For the example automation:
Field | Value |
To | Record (Step 1: Trigger) → Field values → Requestor: Email |
Subject | Record (Step 1: Trigger) → Field values → Request Title |
Message | Any text you like — consider thanking the requestor for their submission and summarizing what happens next. |

Step 4: Add a Slack (or Teams) message action
Note
First time connecting Slack? Click + Connect new account from the dropdown and follow the prompts.
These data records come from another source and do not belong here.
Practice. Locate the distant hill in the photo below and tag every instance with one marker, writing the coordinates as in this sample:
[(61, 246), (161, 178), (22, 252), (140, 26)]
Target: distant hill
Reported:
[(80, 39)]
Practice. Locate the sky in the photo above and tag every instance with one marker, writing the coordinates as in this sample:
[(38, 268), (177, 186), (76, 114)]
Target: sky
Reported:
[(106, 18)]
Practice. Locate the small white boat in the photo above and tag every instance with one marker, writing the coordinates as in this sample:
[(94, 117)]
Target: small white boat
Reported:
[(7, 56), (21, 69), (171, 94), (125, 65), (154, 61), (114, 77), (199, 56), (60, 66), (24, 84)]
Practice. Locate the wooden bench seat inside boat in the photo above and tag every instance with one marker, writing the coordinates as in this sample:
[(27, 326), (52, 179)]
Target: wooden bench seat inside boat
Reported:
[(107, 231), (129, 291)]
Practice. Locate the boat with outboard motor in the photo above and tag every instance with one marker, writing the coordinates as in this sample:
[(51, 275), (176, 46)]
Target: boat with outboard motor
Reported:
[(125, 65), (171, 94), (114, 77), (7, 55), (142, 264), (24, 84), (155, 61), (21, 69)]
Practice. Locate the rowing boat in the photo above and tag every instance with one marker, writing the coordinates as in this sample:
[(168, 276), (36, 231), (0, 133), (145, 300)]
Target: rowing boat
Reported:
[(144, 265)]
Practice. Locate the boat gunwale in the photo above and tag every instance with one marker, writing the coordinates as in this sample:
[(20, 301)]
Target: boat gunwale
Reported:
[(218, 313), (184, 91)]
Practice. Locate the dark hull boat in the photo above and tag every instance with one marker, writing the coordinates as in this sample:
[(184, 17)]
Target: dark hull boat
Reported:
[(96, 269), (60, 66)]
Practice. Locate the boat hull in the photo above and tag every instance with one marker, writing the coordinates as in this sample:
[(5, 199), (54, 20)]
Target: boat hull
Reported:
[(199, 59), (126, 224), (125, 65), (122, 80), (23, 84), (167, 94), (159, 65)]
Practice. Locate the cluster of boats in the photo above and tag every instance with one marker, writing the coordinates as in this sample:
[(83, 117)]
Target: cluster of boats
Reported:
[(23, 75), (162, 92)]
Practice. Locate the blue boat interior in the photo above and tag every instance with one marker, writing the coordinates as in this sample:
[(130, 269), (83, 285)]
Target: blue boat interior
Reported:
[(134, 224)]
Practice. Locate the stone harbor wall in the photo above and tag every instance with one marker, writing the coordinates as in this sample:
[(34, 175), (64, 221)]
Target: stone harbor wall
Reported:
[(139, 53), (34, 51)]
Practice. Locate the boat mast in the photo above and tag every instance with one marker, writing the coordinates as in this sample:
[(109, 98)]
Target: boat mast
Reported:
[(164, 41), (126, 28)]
Once connected, select your account from the same menu.
Click + Add advanced logic or action again.
Under the Slack header, choose Send a message. (Substitute Microsoft Teams if that's your platform.)
Choose your Slack account and the channel where the message should appear.
Compose your message using a mix of static text and dynamic values, just like you did for the email action.
For the example automation, the Slack message uses:
Static text: "Incoming Request from:"
Dynamic value: requestor's name and request title
Static text: "View Request:"
Dynamic value: the Airtable record URL

For additional Slack-specific configuration options, see the Slack action article.
Step 5: Test and enable the automation
Click Test automation to run both actions at once — or test each action individually using the test button within each action step.
If the results look right, give the automation a name and optionally add a description.
Toggle the automation on. From this point, notifications will send automatically whenever your condition is met.
Note
Want to set up a similar automation? Instead of starting from scratch, click the … icon next to this automation's name and choose Duplicate automation.
FAQs
How do I message multiple Slack users at the same time?
Separate multiple usernames with a comma. Note that each user will receive the message individually via Slackbot. If you want everyone to see the messages in a shared space, create a dedicated Slack channel and set the automation to post there instead.